The case decided by the Supreme Court was not over whether Rosen’s 2016 congressional campaign committed libel or defamation against Tarkanian, but instead was over a motion filed by attorneys for Rosen to preliminarily dismiss the lawsuit through the state’s anti-Strategic Lawsuit Against Public Participation (anti-SLAPP) laws — designed to defend free speech that may be the target of censorship by long and costly litigation.

In the order, which was authored by Justice James Hardesty, the court found that the language in the advertisements produced by Rosen’s campaign had the ‘gist or sting’ of truthfulness, and that Tarkanian’s issue with her ad accusing him of “setting up” the fraudulent charities were “substantially true.”

“Under this standard, it is clear from the evidence in the record that Rosen sufficiently demonstrated that the statements were made in "good faith" under the anti-SLAPP statute because the "gist or sting of the statements was substantively true,” Hardesty wrote in the order.

The court also found that Tarkanian was unlikely to prove actual malice — acting with a reckless disregard for the truth, a standard established by the landmark New York Times v. Sullivan case — in order to prevail in any defamation lawsuit, given his status as a public figure.

“Even if there is a material difference between stating that Tarkanian ‘set up’ the fraudulent telemarketing corporations and stating that he ‘worked for those corporations,’ Tarkanian cannot prove that Rosen made her statements with reckless disregard for their truth,” the order stated.

Tarkanian launched the lawsuit after the election in November 2016, accusing Rosen’s campaign of disseminating political advertising that contained false and defamatory statements about Tarkanian’s legal work for telemarketing companies later found to be fraudulent. Tarkanian has acknowledged his role in setting up the companies but said he did not know of their operations or any illegal activity.

Similar accusations around his work with those companies have dogged Tarkanian’s repeated political bids, though he successfully sued and won $150,000 in damages from then-state Sen. Mike Schneider for using the claims in their 2004 race. 

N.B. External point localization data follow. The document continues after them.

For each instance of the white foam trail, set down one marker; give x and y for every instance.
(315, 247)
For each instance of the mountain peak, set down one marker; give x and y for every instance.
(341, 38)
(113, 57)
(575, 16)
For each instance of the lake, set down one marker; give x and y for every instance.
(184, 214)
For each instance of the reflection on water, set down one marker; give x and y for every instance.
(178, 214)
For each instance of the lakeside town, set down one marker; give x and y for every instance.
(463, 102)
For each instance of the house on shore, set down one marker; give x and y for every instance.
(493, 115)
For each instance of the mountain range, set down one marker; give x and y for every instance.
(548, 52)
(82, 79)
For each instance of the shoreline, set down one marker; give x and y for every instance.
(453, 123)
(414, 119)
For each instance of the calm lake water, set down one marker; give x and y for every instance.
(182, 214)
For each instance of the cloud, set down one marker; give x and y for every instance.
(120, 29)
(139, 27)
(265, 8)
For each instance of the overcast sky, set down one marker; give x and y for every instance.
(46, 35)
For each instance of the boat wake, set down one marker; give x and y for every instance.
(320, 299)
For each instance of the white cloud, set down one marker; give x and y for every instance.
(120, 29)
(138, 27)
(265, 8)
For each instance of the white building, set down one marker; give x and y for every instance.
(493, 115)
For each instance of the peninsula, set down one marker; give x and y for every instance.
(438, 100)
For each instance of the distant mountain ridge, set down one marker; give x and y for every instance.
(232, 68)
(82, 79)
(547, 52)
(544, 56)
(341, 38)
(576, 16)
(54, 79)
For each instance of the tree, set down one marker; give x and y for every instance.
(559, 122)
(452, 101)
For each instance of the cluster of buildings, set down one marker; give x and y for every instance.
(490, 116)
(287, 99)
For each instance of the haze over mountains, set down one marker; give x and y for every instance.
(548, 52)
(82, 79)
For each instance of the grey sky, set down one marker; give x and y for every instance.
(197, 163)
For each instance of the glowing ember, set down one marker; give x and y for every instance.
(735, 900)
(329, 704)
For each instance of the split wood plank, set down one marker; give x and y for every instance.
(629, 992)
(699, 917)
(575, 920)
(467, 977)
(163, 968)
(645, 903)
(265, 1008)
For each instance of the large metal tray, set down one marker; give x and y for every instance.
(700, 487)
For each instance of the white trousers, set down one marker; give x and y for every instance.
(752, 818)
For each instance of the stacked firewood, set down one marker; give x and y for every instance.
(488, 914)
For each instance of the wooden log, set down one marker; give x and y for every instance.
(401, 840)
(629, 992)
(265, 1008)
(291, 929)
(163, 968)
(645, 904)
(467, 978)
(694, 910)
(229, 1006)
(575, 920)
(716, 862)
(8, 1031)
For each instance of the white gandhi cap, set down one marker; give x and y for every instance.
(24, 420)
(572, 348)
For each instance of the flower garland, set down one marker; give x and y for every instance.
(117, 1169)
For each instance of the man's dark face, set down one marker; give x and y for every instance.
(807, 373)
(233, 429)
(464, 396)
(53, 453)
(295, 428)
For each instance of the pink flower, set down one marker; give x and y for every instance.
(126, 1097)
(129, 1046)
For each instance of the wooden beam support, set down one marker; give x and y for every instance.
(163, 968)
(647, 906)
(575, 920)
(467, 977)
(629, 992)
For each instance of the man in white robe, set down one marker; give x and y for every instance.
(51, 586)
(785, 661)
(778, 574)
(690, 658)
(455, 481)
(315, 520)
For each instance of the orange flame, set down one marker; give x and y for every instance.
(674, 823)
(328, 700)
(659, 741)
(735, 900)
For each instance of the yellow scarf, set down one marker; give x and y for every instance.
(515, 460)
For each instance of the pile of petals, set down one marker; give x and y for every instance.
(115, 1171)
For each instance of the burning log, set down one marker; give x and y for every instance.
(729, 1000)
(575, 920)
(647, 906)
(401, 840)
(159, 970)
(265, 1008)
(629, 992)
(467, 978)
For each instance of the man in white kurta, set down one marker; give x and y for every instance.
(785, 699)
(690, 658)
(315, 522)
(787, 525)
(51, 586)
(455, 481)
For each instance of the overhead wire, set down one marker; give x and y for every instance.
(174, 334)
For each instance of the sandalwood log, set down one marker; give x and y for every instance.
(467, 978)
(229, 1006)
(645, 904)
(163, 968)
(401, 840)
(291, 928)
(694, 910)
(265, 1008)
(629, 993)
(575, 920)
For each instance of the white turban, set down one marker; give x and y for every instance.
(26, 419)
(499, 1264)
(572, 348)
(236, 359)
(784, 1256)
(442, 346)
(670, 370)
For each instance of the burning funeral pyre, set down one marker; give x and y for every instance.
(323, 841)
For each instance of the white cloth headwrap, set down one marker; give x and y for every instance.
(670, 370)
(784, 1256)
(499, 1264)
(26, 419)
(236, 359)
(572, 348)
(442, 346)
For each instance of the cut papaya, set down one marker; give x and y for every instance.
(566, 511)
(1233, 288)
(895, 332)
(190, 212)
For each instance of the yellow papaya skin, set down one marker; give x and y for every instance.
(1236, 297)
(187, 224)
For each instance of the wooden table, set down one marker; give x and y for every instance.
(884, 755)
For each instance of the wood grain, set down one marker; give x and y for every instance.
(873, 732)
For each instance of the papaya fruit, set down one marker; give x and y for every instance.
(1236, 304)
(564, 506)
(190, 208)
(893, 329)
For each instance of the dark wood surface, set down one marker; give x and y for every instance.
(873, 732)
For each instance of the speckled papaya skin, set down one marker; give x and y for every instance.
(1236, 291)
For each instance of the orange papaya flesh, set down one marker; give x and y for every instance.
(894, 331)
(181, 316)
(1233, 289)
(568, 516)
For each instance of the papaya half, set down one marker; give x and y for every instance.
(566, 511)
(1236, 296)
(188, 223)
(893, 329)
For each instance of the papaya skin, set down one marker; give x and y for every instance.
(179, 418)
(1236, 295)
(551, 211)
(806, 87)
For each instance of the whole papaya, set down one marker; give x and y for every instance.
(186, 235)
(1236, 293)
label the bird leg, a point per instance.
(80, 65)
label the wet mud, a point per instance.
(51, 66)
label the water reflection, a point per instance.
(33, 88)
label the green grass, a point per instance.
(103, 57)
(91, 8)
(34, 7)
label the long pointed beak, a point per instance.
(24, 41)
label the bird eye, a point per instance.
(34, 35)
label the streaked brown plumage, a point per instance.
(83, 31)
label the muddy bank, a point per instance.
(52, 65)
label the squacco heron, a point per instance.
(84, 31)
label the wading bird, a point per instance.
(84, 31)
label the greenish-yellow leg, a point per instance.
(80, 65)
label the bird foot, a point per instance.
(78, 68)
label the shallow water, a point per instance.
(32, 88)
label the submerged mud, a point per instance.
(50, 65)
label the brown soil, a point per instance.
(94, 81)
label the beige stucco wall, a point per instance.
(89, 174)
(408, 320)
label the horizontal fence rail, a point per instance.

Tarkanian lost the 2016 race for the state’s 3rd Congressional District by fewer than 5,000 votes, and lost another bid for the seat in 2018 to Democrat Susie Lee by a wider margin — nearly 26,000 votes. Tarkanian also ran unsuccessfully for state Senate in 2004, for secretary of state in 2006, for a U.S. Senate seat in 2010 and for the state’s Fourth Congressional District in 2012. 

In oral arguments from March, attorneys for Rosen acknowledged that even though political ads could be “slanted and hyperbolic,” the remedy was not in defamation or libel lawsuits but in “more speech.” Marc Elias, a prominent attorney for Democrats nationwide, told the court that denying the anti-SLAPP motion would open the floodgates by allowing much more political speech to be subjected to lawsuits.

A dissenting opinion, authored by Justices Mark Gibbons and Kristina Pickering, took issue with the fact that Rosen herself did not submit an affidavit stating she believed the claims in the ads were true, and said that the court discounted Tarkanian’s past success in a defamation lawsuit on the same topic in assessing his chances to prevail.

“Without a supporting affidavit, Rosen failed to demonstrate by a preponderance of the evidence that she made the statements in good faith,” the dissent states. “Even if she had met her burden, considering Tarkanian's evidence in a light most favorable to him, he made a prima facie showing of his claims.”

Two members of the court — Justices Elissa Cadish and Abbi Silver — voluntarily recused themselves from the case (Cadish because of her friendship with Rosen). They were replaced by Churchill County District Court Judge Thomas Stockard and Washoe County District Court Judge Barry Breslow.